[Question]: How to get `meetingbank_test_3qa_pairs_summary_formated.json`?
Describe the issue
When I am trying to run the script experiments/llmlingua2/evaluation/scripts/compress.sh, it seems that the code for constructing ../../../results/meetingbank_short/origin/meetingbank_test_3qa_pairs_summary_formated.json is missed? Similarly, I can neither found the construction codes for ../../../results/longbench/origin/longbench_test_single_doc_qa_formated.json, ../../../results/zero_scrolls/origin/zero_scrolls_validation.json and ../../../results/gsm8k/origin/gsm8k_cot_example_all_in_one.json.
May I know how to construct these json formatted data files?
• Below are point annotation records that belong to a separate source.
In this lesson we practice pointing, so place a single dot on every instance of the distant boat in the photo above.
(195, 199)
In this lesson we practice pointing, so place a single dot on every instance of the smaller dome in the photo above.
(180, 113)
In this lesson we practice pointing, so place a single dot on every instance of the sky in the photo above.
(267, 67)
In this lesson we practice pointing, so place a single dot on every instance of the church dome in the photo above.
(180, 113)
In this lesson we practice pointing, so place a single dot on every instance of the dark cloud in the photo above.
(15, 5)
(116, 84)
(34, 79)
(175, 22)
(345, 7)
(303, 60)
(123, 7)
Thanks for your consideration!
Hi, @mzf666, thank you for raising the question.
We have provided the meetingbank_test_3qa_pairs_summary_formated.json on huggingface. For Longbench, you can refer to the format_data scripts and the LongBench repo.
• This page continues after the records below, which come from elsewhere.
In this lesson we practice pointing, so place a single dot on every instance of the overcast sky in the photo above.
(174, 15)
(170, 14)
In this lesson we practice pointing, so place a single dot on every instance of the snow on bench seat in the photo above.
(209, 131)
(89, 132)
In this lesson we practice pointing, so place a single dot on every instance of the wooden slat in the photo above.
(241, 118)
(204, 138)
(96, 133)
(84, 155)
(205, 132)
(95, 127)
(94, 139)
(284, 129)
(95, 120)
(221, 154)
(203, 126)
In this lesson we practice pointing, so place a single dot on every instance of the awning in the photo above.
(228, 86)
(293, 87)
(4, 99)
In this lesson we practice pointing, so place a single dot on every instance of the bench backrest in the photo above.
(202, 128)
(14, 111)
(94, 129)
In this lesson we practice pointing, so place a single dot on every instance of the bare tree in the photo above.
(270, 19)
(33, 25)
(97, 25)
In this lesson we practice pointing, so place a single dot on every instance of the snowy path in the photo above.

@mzf666 I figured out how to get the dataset into the appropriate format for compress.sh
from datasets import load_dataset
import json
import os
os.makedirs("results/meetingbank_short/origin", exist_ok=True)
if not os.path.exists("results/meetingbank_short/origin/meetingbank_test_3qa_pairs_summary_formated.json"):
meeting_bank_comp = load_dataset("microsoft/MeetingBank-QA-Summary", split="test")
json.dump(
meeting_bank_comp.to_list(),
open("results/meetingbank_short/origin/meetingbank_test_3qa_pairs_summary_formated.json", "w"),
)